Concrete Go examples for each of the four principles in CLAUDE.md, grounded in real slinit scenarios (config parser, state machine, control protocol, service manager).
Derived from forrestchang/andrej-karpathy-skills (MIT). Examples rewritten for Go + slinit.
User request: "Add a timeout for service startup."
What LLMs often do (wrong assumption):
// Silently invents a new config key + struct field.
type ProcessService struct {
ServiceRecord
StartupTimeout time.Duration
}
func (p *ProcessService) BringUp() {
timer := time.AfterFunc(p.StartupTimeout, func() {
p.failedToStart(ReasonTimeout)
})
// ...
}Problem: slinit already has three timeout-shaped concepts:
start-timeout— how long exec-wait before declaring start-failure (ProcessService).activation-timeout— how long for aready-notificationfd to fire.stop-timeout— how long after SIGTERM before escalating to SIGKILL.
Picking one silently will either duplicate an existing knob or change its semantics.
What should happen (surface the choice):
slinit already has
start-timeout,activation-timeout, andstop-timeout(all parsed inpkg/config/parser.go). Which semantic do you mean?
- Exec-wait cap on the initial fork+exec (
start-timeout, already present for ProcessService, missing for BGProcessService).- Cap on a service reporting ready via
ready-notification(activation-timeout, already present).- A new knob I haven't spotted?
Also: should this apply to scripted + bgprocess, or only process?
User request: "Make service restarts faster."
What LLMs often do (pick silently):
// Halves the restart-delay default without asking.

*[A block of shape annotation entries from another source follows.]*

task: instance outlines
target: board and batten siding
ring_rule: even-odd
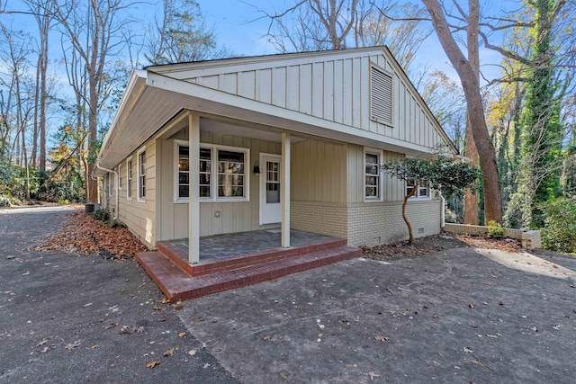
[[[348,202],[364,202],[364,148],[349,145],[348,149]],[[383,151],[382,163],[404,158],[404,155]],[[383,177],[382,197],[384,201],[401,201],[404,199],[404,182],[381,173]],[[374,202],[366,202],[374,204]]]
[[[161,168],[158,178],[161,197],[158,201],[158,241],[188,237],[188,203],[174,201],[175,139],[187,141],[187,129],[180,130],[167,139],[158,140],[158,166]],[[250,149],[250,158],[246,161],[250,189],[249,201],[201,201],[200,236],[277,228],[278,224],[259,224],[259,178],[265,175],[262,174],[256,176],[252,173],[252,168],[254,163],[259,161],[260,152],[279,155],[281,144],[202,130],[200,143]],[[217,211],[220,212],[219,217],[216,217]]]
[[[292,145],[290,198],[295,201],[346,201],[346,146],[319,140]]]
[[[433,147],[444,142],[434,117],[401,68],[387,55],[335,53],[194,69],[164,75],[399,140]],[[358,55],[356,53],[356,55]],[[370,118],[371,68],[392,77],[392,123]],[[382,138],[385,141],[385,138]]]
[[[138,200],[138,151],[146,147],[146,201]],[[127,160],[132,159],[132,200],[127,198],[128,168]],[[118,219],[126,224],[128,228],[142,243],[150,248],[156,246],[156,204],[157,204],[157,146],[155,140],[148,140],[122,160],[122,188],[119,191]],[[114,169],[117,169],[118,165]],[[115,202],[110,198],[110,205]]]

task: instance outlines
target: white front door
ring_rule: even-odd
[[[282,221],[280,155],[260,154],[260,224]]]

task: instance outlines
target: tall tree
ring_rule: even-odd
[[[152,64],[221,58],[230,53],[218,48],[213,28],[208,26],[194,0],[163,0],[162,21],[148,35],[147,55]]]
[[[480,165],[483,172],[484,216],[486,222],[495,220],[502,222],[502,193],[500,186],[498,166],[496,165],[494,146],[488,129],[480,91],[480,81],[473,66],[464,55],[456,43],[443,7],[437,0],[422,0],[432,18],[432,25],[436,32],[450,62],[456,70],[464,93],[466,96],[468,119],[474,143],[478,150]],[[478,0],[470,0],[469,7],[478,9]],[[471,33],[469,31],[468,33]],[[477,33],[474,31],[472,33]]]
[[[130,4],[122,0],[90,0],[87,4],[80,0],[52,1],[54,18],[68,39],[64,47],[68,54],[76,55],[81,60],[87,87],[84,84],[71,84],[76,94],[86,101],[88,114],[88,151],[96,148],[99,111],[110,95],[109,85],[117,80],[106,72],[111,57],[116,55],[124,44],[122,30],[130,22],[123,13]],[[86,173],[86,201],[96,201],[98,184],[91,176],[95,165],[89,163]]]

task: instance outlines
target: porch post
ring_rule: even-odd
[[[283,248],[290,247],[290,133],[282,134],[282,181],[280,183]]]
[[[188,116],[188,263],[200,263],[200,117]]]

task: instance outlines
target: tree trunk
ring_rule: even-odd
[[[502,194],[498,176],[498,165],[492,146],[488,135],[482,99],[480,94],[478,77],[470,62],[458,48],[450,32],[448,23],[437,0],[422,0],[432,17],[432,24],[446,56],[458,73],[462,87],[466,96],[468,115],[474,143],[478,149],[480,166],[483,172],[484,217],[485,221],[502,222]],[[478,4],[477,0],[471,0]]]
[[[469,2],[468,15],[468,61],[474,70],[476,78],[480,76],[480,56],[478,52],[478,22],[480,21],[480,9],[474,0]],[[478,166],[478,150],[472,133],[470,116],[466,113],[466,157],[471,159],[471,165]],[[464,191],[464,211],[462,218],[464,224],[478,225],[478,196],[472,190],[467,188]]]
[[[419,184],[416,183],[414,184],[414,188],[412,188],[412,191],[410,191],[410,192],[404,197],[404,202],[402,202],[402,219],[406,223],[406,227],[408,227],[408,245],[409,246],[411,246],[412,243],[414,243],[414,235],[412,234],[412,226],[410,225],[410,222],[408,220],[408,218],[406,217],[406,205],[408,204],[408,199],[410,199],[410,197],[416,194],[416,191],[418,191],[418,186]]]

const defaultRestartDelay = 100 * time.Millisecond // was 200msWhat should happen:
"Faster restarts" could mean any of:
- Lower
restart-delay— currently 200ms default, aimed at avoiding thrash on crash-looping services. Lowering it makes recovery faster but risks pegging a core on a broken service.- Parallelize the stop → start transition — the state machine currently serializes these through
ServiceSet.ProcessQueues. Meaningful change; bigger blast radius.- Raise
--parallel-start-limit— affects many services starting after a crash, not a single service restart.Which one matters for your case? A crashed system-critical service, or boot-storm recovery?
User request: "Add a helper to calculate the next fire time for a cron service."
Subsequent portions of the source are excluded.